Sunday, June 03, 2007

John Updike & The Rea Award

It was my privilege in Spring '07 to be asked by Elizabeth Richebourg Rea to document the celebration of the 20th Anniversary of The Rea Award for the Short Story. The event was highlighted with remarks by Cynthia Ozick, the very first winner in 1986, and capped off with a closing address by John Updike the 2006 winner.

Especially gratifying for me was the opportunity to create portraits of all ten of the previous winners who were able to attend this once-in-a-lifetime gathering that, in the words of Ozick, was like one of those early "salon writer gatherings ... that will never happen again."

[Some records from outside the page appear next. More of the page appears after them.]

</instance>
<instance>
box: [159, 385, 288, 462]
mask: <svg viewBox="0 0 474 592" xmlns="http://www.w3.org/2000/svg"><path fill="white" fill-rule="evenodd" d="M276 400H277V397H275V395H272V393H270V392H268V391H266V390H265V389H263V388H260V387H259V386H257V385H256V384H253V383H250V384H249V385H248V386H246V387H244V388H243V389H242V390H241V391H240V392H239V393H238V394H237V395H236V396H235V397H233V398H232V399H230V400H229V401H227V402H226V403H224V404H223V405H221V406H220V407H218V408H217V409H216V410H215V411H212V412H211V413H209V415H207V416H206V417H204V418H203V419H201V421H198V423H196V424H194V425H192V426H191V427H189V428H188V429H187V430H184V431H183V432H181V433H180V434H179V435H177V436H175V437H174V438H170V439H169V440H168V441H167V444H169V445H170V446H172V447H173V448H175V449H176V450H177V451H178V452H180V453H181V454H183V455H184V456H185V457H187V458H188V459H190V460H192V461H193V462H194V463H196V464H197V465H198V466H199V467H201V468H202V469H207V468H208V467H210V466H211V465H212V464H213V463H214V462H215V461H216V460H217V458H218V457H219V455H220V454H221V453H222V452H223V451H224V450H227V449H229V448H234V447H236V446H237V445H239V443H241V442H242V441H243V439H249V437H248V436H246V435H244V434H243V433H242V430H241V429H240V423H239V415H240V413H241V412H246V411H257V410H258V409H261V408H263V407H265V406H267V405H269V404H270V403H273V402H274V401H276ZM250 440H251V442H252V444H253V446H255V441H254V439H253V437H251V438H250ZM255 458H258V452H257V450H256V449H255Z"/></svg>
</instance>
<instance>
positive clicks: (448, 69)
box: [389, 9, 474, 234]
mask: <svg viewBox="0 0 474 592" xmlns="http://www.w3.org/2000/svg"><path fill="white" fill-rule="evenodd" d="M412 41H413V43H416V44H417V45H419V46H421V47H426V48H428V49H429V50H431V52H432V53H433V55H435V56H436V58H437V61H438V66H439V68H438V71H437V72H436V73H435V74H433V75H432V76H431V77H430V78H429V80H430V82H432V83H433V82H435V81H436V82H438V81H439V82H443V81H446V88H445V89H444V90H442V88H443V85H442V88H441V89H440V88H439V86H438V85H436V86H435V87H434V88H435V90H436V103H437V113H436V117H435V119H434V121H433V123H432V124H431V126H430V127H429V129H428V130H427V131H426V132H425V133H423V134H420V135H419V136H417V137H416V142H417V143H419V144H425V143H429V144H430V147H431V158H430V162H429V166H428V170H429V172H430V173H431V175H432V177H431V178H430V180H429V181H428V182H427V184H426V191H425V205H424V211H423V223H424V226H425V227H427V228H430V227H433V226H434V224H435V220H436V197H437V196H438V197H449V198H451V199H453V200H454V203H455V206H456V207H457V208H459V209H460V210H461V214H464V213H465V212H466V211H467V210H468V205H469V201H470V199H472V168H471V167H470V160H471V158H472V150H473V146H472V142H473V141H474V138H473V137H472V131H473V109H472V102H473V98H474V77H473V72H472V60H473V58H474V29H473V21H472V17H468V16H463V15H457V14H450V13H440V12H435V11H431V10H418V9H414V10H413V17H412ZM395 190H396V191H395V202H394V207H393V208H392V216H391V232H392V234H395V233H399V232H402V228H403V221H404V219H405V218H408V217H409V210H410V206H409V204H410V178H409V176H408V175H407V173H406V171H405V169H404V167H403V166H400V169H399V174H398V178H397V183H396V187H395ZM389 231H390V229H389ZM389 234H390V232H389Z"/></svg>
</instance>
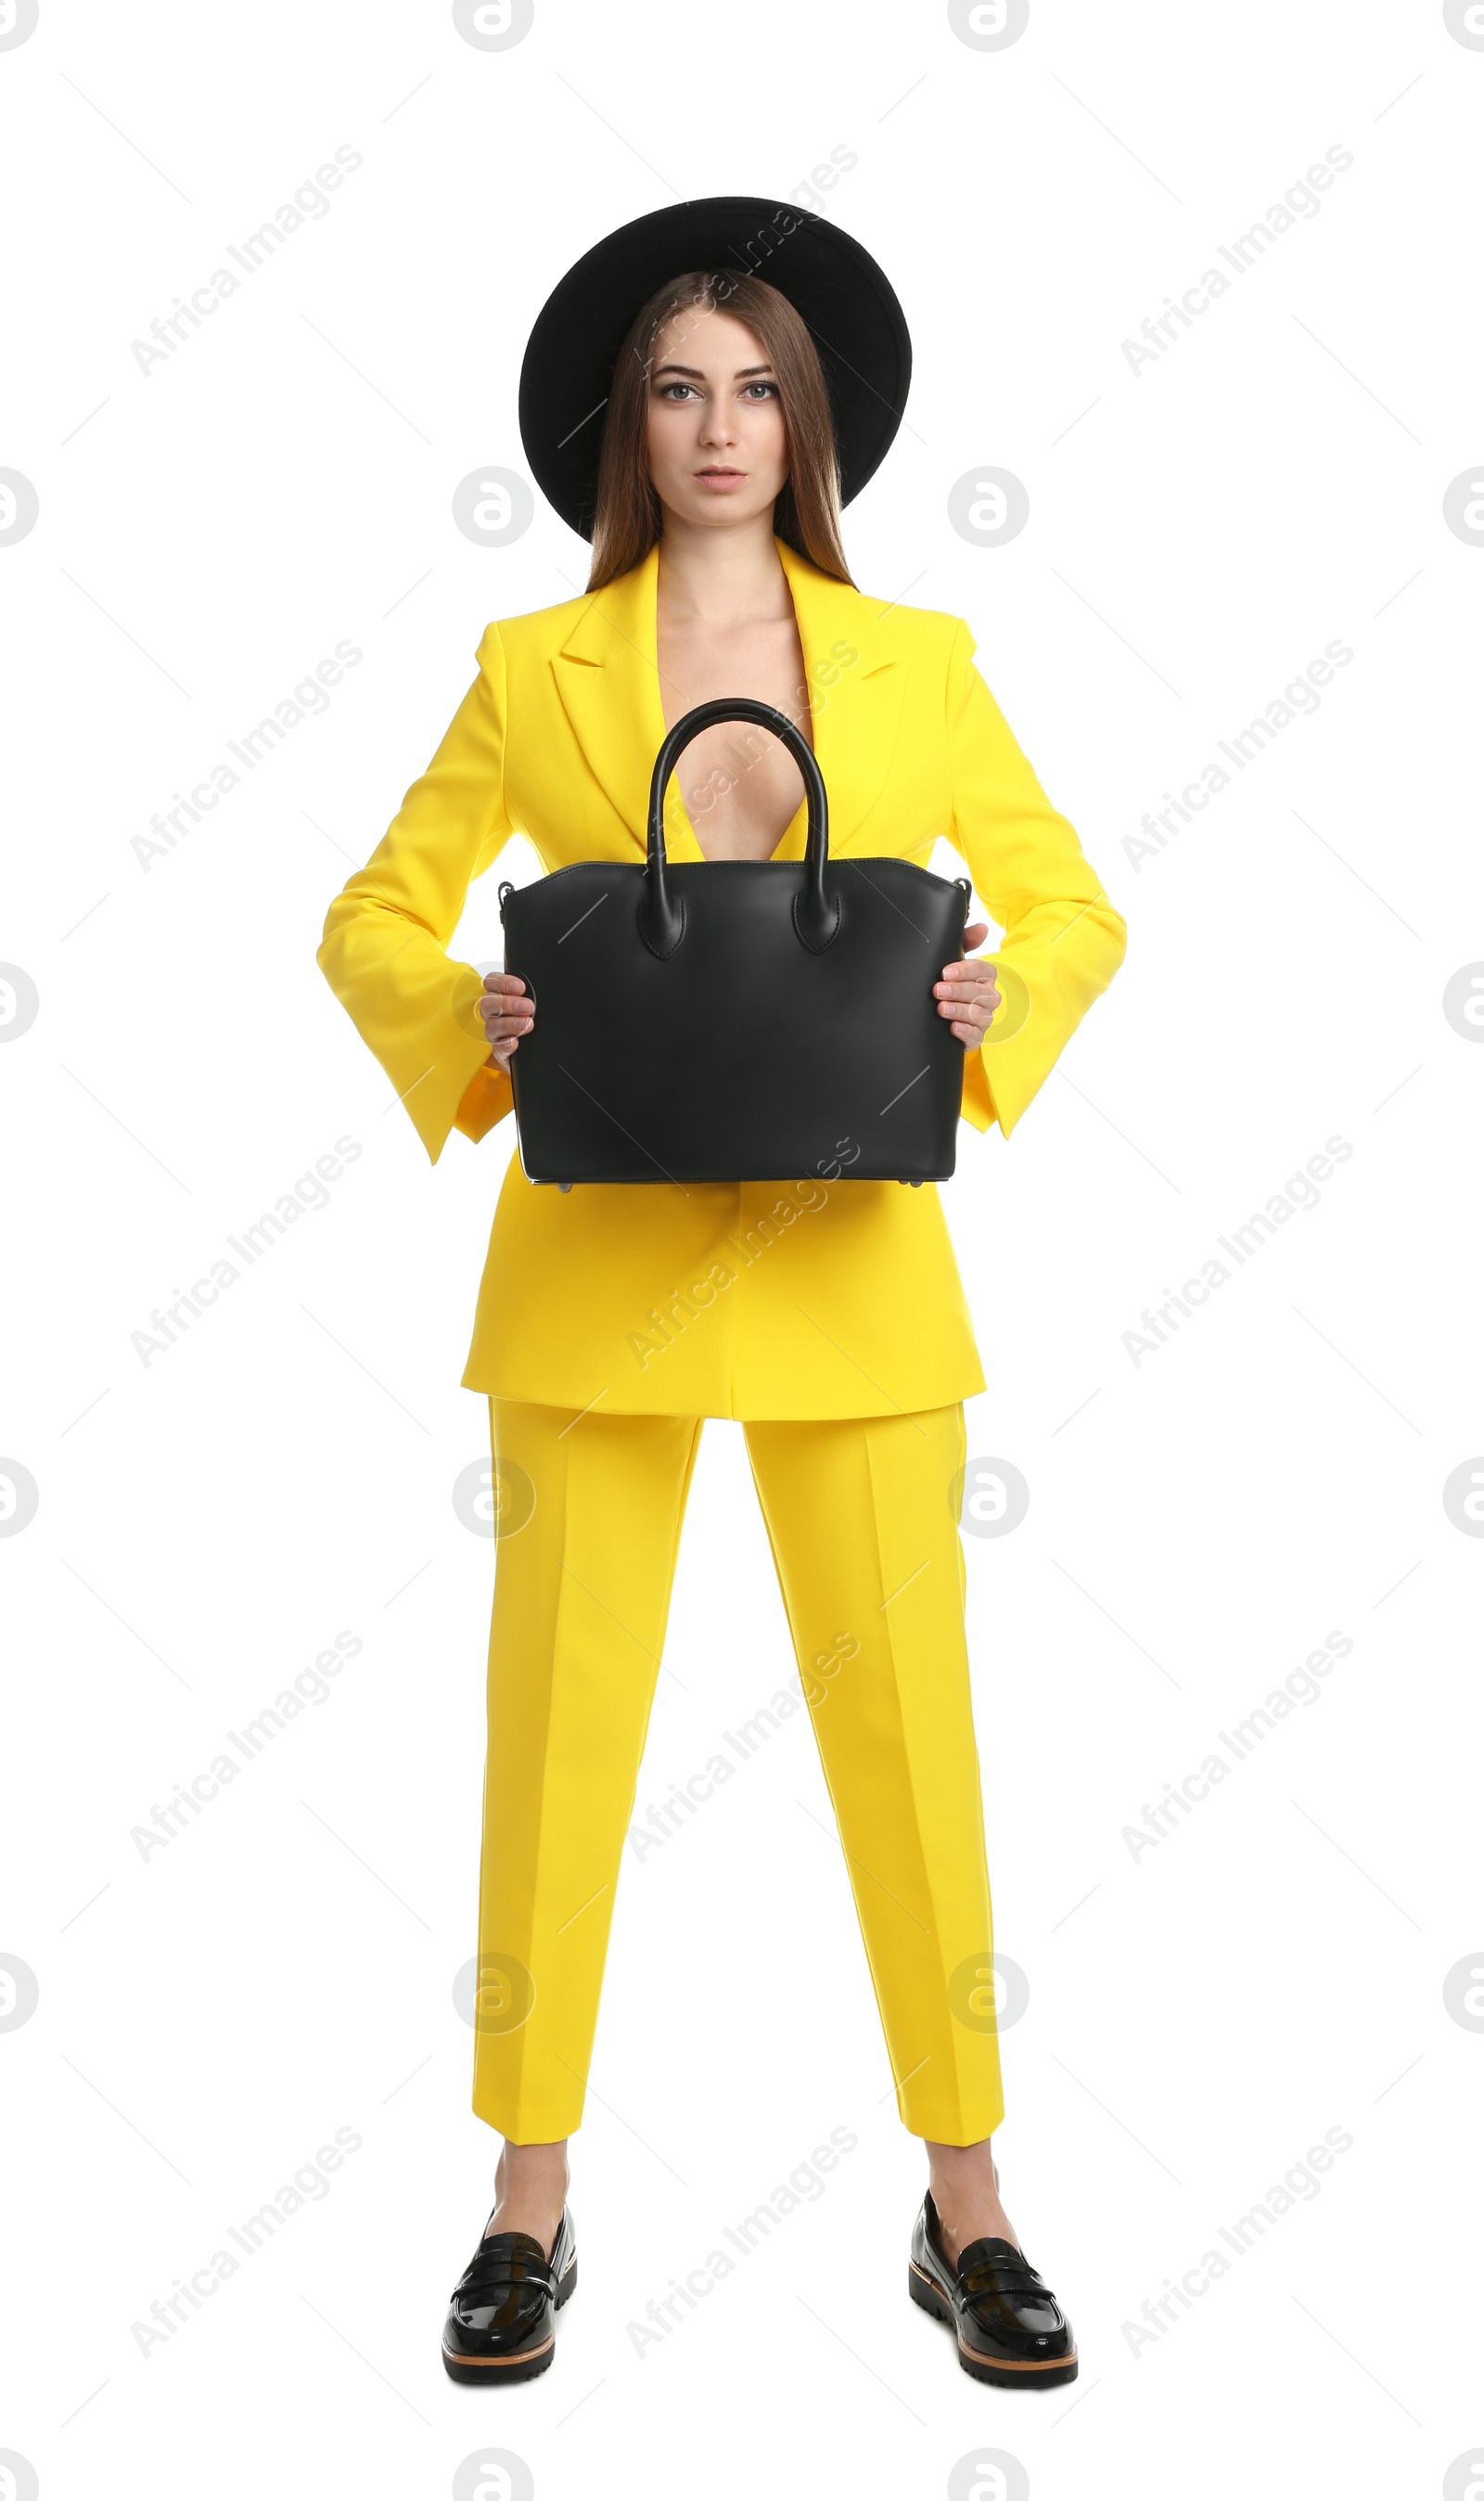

The evening indeed was a cultural high-water mark and transpired at New York's Symphony Space. The host, Ann Beattie, first introduced the celebrated actor, Lois Smith, who read "The Shawl", Ozick's moving story of the Holocaust. Following, came Deborah Eisenberg, Richard Ford, Joyce Carol Oates, Grace Paley, Tobias Wolf, John Edgar Wideman, & Joy Williams, each voicing hand-picked selections from their own body of work. The culmination was actor Campbell Scott's reading of "The Orphaned Swimming Pool" by the acclaimed John Updike who gave a very moving speech regarding the current state of the arts and, in particular, the lack of arts funding in the country.

In this era of embarrasingly diminished government funding for the arts, Elizabeth Rea should be congratulated heartily for continuing the tradition of this prestigious award started by her late husband, Michael M. Rea.